A imagem foi tirada e dada a conhecer por Filipa Bessa, investigadora do MARE – Marine and Environmental Sciences Centre (Centro de Ciências do Mar e do Ambiente) da Universidade de Coimbra, sendo a prova de que o plástico já está a chegar ao prato e entrou na cadeia alimentar.

Esta bióloga tem vindo a estudar a presença nos ambientes marinhos portugueses de microplásticos, partículas de plásticos abaixo de 5 mm. Resultam da sucessiva e múltipla fragmentação do plástico: “O plástico não termina no microplástico. Depois avança para nanoplástico”, alerta.

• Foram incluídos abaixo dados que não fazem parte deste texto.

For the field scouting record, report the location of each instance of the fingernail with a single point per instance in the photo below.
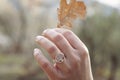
(45, 31)
(38, 38)
(36, 52)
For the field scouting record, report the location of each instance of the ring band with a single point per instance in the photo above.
(59, 58)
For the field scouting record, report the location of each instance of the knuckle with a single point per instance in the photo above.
(58, 37)
(52, 49)
(76, 62)
(45, 65)
(68, 32)
(69, 70)
(84, 53)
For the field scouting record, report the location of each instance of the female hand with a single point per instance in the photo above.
(75, 61)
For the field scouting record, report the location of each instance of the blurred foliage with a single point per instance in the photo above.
(22, 20)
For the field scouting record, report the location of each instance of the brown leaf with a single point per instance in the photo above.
(69, 12)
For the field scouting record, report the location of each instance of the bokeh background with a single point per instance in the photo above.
(22, 20)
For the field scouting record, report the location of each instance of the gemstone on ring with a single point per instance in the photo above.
(59, 58)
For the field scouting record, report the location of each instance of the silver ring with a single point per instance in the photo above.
(59, 58)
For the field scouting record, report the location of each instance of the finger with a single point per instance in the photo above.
(44, 63)
(59, 40)
(52, 50)
(74, 41)
(48, 45)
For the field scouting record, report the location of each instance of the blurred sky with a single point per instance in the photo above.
(113, 3)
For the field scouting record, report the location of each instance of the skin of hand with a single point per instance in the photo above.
(76, 65)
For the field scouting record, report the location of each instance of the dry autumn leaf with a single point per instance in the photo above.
(69, 12)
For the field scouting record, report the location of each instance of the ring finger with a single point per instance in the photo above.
(53, 51)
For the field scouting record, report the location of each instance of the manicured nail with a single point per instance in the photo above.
(36, 52)
(38, 38)
(45, 31)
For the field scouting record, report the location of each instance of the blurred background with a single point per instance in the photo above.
(22, 20)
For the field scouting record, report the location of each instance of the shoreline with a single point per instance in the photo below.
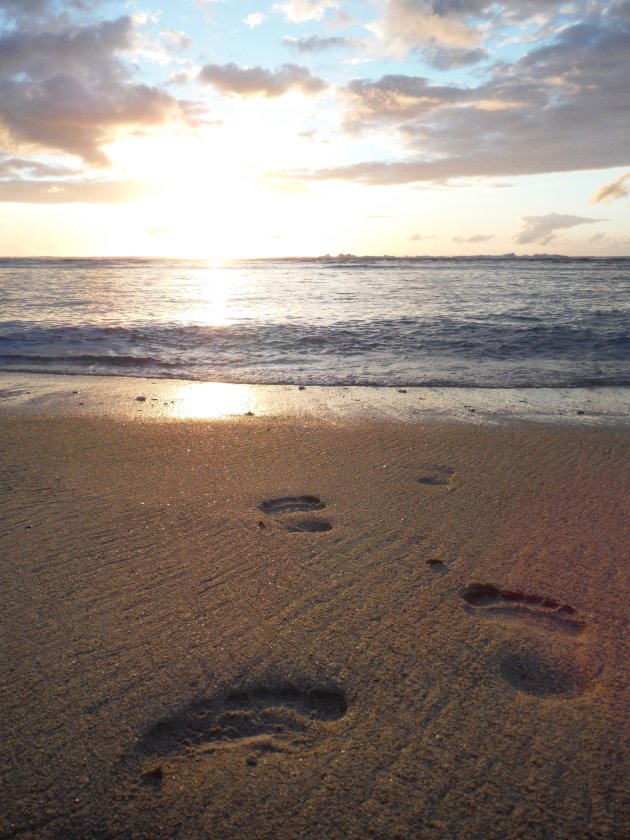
(171, 399)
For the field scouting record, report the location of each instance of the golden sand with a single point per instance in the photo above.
(281, 629)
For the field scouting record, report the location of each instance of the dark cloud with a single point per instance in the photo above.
(64, 114)
(558, 108)
(257, 81)
(56, 192)
(411, 24)
(542, 229)
(619, 188)
(88, 51)
(68, 90)
(10, 167)
(315, 44)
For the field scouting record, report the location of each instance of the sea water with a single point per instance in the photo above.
(461, 322)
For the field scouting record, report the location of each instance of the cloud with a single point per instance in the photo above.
(542, 229)
(10, 167)
(300, 11)
(409, 25)
(58, 192)
(315, 44)
(254, 19)
(613, 190)
(175, 38)
(443, 58)
(64, 114)
(477, 237)
(257, 81)
(555, 109)
(68, 90)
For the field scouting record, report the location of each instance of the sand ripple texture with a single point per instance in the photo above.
(182, 658)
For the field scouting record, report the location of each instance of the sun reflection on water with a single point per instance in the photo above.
(213, 400)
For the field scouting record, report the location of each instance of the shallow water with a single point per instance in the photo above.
(465, 322)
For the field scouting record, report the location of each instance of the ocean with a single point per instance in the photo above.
(439, 322)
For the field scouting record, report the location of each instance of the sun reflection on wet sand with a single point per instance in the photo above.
(213, 400)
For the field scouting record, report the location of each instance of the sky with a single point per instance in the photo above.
(234, 129)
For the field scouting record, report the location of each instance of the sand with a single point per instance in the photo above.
(281, 628)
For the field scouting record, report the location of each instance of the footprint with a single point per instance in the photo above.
(543, 673)
(268, 718)
(437, 566)
(287, 504)
(512, 604)
(309, 524)
(436, 476)
(532, 665)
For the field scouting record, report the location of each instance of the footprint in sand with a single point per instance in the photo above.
(296, 504)
(289, 504)
(274, 718)
(536, 665)
(436, 476)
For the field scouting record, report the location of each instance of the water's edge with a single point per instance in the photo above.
(168, 399)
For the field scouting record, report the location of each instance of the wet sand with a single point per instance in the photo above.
(281, 628)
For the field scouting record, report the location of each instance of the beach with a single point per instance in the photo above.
(280, 626)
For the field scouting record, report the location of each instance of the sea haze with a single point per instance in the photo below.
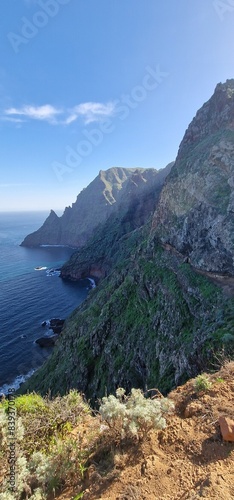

O Centro de Comunicação dos Oceanos, projeto patrocinado pela EGF e pelas suas concessionárias, pretende divulgar e partilhar informação atualizada sobre a temática sobre os oceanos, interligando todos os países de Língua Portuguesa a partir de Lisboa. Trata-se de um projeto de Nysse Arruda, jornalista brasileira, especialista em temas náuticos há mais de vite anos em Portugal e autora de várias publicações.

Na investigação que tem produzido, Filipa Bessa tem encontrado na costa, seja na água ou na sedimentação, vestígios abundantes de plásticos na costa portuguesa, invisíveis a olho nu, mas que a análise à escala micro evidencia, conferindo uma dimensão ainda mais dramática ao problema do plástico no Planeta.

“Mais plástico que animais”

“Para além do plástico de grandes dimensões que se encontra no mar ou nas zonas costeiras, temos outra situação que é a presença de microplásticos no mar, os quais facilmente se encontram numa amostra. Se se colher e analisar uma amostra de água do mar, facilmente se encontram estas partículas finas de plástico. Algumas análises que tenho feito com amostras de areia de leitos marinhos chego a encontrar mais plástico do que animais”, aponta esta especialista que se tem recolhido, sobretudo, amostras no rio Mondego e na sua foz, quer água quer sedimentos.

“É um projeto de seis anos de duração que vai agora a meio e que pretende perceber melhor que quantidade de plástico é ingerida pelos animais, como bivalves ou crustáceos. Temos estudos que indicam que mais de 300 espécies já ingeriram microplásticos”, afirma Filipa Bessa que aponta que mesmo os cenários de animais marinhos, como tartarugas ou outros, estarem a debater-se em redes de pesca ou emaranhados em plásticos não acontecem unicamente em animais de porte maior, existindo igualmente à escala microscópica: “À microescala já observámos seres vivos também emaranhados em microplástico (fibras sintéticas)”.

Uma ameaça real

A investigadora do MARE refere que o plástico “é uma ameaça real. Está presente em peixe de interesse comercial e que nós ingerimos”.

A conferência decorreu no Centro de Triagem da Valorsul, num anfiteatro improvisado, cujas “paredes” eram constituídas por 49 fardos de plástico PET que perfaziam 10 toneladas que iriam ser enviadas para reciclar, dando para fazer 40.800 t-shirts.

A bióloga da Universidade de Coimbra declara, aliás, que o plástico não está apenas a chegar às nossas mesas, encontrando-se, igualmente, no ar que respiramos: “Há nanopartículas de plástico também em suspensão no ar”.

Outro aspeto que tem motivado o interesse científico de Filipa Bessa é a capacidade do microplástico, ele próprio, assimilar metais pesados: “Já percebemos que o microplástico, simultaneamente, absorve contaminantes e liberta toxinas e aditivos químicos e a comunidade científica está a tentar perceber melhor que contaminantes são esses e como é que se processa a libertação desses químicos”, afirma a especialista.

Borracha também é perigosa

“Igualmente perigosa é a borracha presente nos mares. Também se encontra à microescala nas amostras que costumo recolher, ainda que numa quantidade menor do que o plástico”, afirma Filipa Bessa.

Sabia que…
Se estima que mais de 250 milhões de toneladas de plástico acabem por ir parar ao oceano em 2025?

Sobre os efeitos que a ingestão de microplástico tem nos seres marinhos que tem estudado, esta bióloga salienta que essas manifestações se traduzem em danos na reprodução e introduzem alterações no comportamento.

“No ser humano ainda não há certezas absolutas sobre o efeito no organismo destas substâncias não digeríveis, sendo um assunto que terá de ser mais bem estudado”, embora Filipa Bessa não negue que a praga do plástico no ambiente constitui um fator de preocupação em termos do potencial impacto na saúde.